A. L’élaboration des représentations sociales : un processus cognitif et social

1. Un dispositif cognitif de simplification et de filtrage

D’un point de vue cognitif, le processus d’ « objectivation / ancrage » mis en évidence par Serge Moscovici151 sert désormais de référence dans la plupart des recherches sur l’élaboration des représentations.

Le processus d’objectivation rend concret ce qui est abstrait. Lorsqu’une personne doit affronter un objet social important mais inconnu ou peu familier, elle commence par une opération complexe de redéfinition afin de rendre l’objet plus compréhensible et compatible avec le système symbolique qui lui est propre. Ce processus passe par une nécessaire simplification similaire à un stéréotype ou une rumeur (réduction du nombre de détails, accentuation des détails les plus caractéristiques) et aboutit à un « noyau figuratif », qualifié encore de « noyau central », ces deux termes signifiant que ce noyau détermine l’organisation interne et la signification de la représentation [Abric, 1997]. Autour de ce noyau central se greffent de multiples éléments périphériques plus facilement malléables, tandis que le noyau central se caractérise par une forte stabilité nécessaire au fonctionnement cognitif du sujet.

Le processus d’ancrage incorpore l’étrange dans un réseau de catégories plus familières. Il permet d’enraciner la représentation et son objet dans un réseau de significations qui leur donne une certaine cohérence, puis il l’instrumente ‘« en lui conférant une valeur fonctionnelle pour l’interprétation et la gestion de l’environnement » [Jodelet, 1997, p. 73]’. Chronologiquement, la personne sélectionne les informations, met les différents éléments en relation, les ordonne et les hiérarchise de telle sorte que le tout soit cohérent, devienne réalité concrète et soit directement utilisable et lisible pour l’action, un « guide de lecture » ou encore une « théorie de référence » qui permet de comprendre la réalité. On dit que le savoir se « naturalise » [Jodelet, ibidem].

Les catégories mentales et le niveau d’information préexistant sont donc essentiels :

‘« Par un travail de mémoire, la pensée constituante s’appuie sur la pensée constituée pour ranger la nouveauté dans des cadres anciens, dans le déjà connu » [Jodelet, ibidem].’

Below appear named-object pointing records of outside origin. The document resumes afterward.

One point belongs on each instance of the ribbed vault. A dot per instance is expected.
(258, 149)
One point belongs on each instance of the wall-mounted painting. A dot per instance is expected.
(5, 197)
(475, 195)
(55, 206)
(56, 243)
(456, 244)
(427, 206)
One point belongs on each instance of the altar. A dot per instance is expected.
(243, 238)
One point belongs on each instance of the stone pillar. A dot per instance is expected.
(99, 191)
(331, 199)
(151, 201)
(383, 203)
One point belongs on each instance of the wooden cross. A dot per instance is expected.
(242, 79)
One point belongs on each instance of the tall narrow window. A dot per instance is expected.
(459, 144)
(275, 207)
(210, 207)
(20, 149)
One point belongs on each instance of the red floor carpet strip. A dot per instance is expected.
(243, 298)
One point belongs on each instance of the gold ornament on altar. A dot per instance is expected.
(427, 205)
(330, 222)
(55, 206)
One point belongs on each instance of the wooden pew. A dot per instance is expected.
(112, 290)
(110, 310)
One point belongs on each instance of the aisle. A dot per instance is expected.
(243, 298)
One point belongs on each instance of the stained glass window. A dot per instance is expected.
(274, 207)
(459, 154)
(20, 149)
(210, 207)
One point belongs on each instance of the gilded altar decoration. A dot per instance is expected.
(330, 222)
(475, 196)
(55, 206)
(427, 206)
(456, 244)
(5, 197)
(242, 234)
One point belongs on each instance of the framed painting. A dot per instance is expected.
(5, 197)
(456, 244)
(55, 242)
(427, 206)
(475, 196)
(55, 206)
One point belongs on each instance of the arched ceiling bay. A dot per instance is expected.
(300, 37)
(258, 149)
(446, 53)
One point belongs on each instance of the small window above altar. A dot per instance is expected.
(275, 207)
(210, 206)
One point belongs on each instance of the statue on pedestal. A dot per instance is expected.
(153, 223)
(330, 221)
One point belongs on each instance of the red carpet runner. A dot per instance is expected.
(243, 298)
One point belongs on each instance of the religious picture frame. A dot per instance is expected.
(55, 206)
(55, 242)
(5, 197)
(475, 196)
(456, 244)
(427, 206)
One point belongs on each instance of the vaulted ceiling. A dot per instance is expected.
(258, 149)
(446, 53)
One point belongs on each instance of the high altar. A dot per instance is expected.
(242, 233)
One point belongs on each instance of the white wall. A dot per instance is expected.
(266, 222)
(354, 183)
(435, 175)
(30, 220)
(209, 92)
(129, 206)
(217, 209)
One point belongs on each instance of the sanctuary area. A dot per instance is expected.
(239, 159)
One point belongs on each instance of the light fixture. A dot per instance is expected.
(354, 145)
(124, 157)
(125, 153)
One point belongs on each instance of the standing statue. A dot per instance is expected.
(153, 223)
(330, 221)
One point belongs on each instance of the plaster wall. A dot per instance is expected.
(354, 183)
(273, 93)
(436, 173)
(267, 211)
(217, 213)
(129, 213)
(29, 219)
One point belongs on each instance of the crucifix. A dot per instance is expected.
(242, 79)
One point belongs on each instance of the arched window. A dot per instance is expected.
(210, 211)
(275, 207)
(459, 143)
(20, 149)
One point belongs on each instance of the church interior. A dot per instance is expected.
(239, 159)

Étudier les représentations d’un groupe sur un certain objet exige au préalable de savoir ce que les personnes en savent dans la mesure où

‘« l’information n’est pas ignorée mais filtrée. Nous sommes amenés, de par nos représentations, à classifier les faits différemment, et les faits qui ne correspondent pas aux représentations sont considérés comme moins réels que ceux qui y correspondent ».152

L’utilisation ou la non utilisation d’informations est largement déterminée par la compréhension qu’on peut avoir à leur sujet. La représentation sociale n’est pas une image reflet de la réalité, de ses fonctions sociales effectives, mais une construction sociale visant à la légitimer [Jodelet,1997, p. 68]. On voit déjà apparaître un premier facteur d’inertie des représentations : les informations nouvelles sont sélectionnées en fonction de catégories mentales préexistantes qui s’en trouvent donc d’autant renforcées.

D’où viennent ces catégories mentales préexistantes ? Mémoire et idéologie du groupe d’appartenance jouent le rôle de matrices culturelles d’interprétations ; toutefois, les représentations qui en résultent ne sont activées et ne prennent sens qu’en fonction de la pratique et du vécu personnel.

Notes
151.

Il met en évidence ce processus lorsqu’il analyse la transformation d’un savoir scientifique (la psychanalyse) en savoir commun. Serge Moscovici, 1976, La psychanalyse, son image et son public, Paris : PUF [1ère édition 1961], cité par D. Jodelet [1997].

152.

Serge Moscovici et Miles Hewstone (1983), « Social Representations and social Explanation : from the ‘Naive’ to the ‘Amateur’ Scientist », in : Hewstone (ed), Attribution Theory. Social and Functional Extensions, Oxford : Blackwell Press, p. 119, cité par M. Hewstone [1997, p. 286].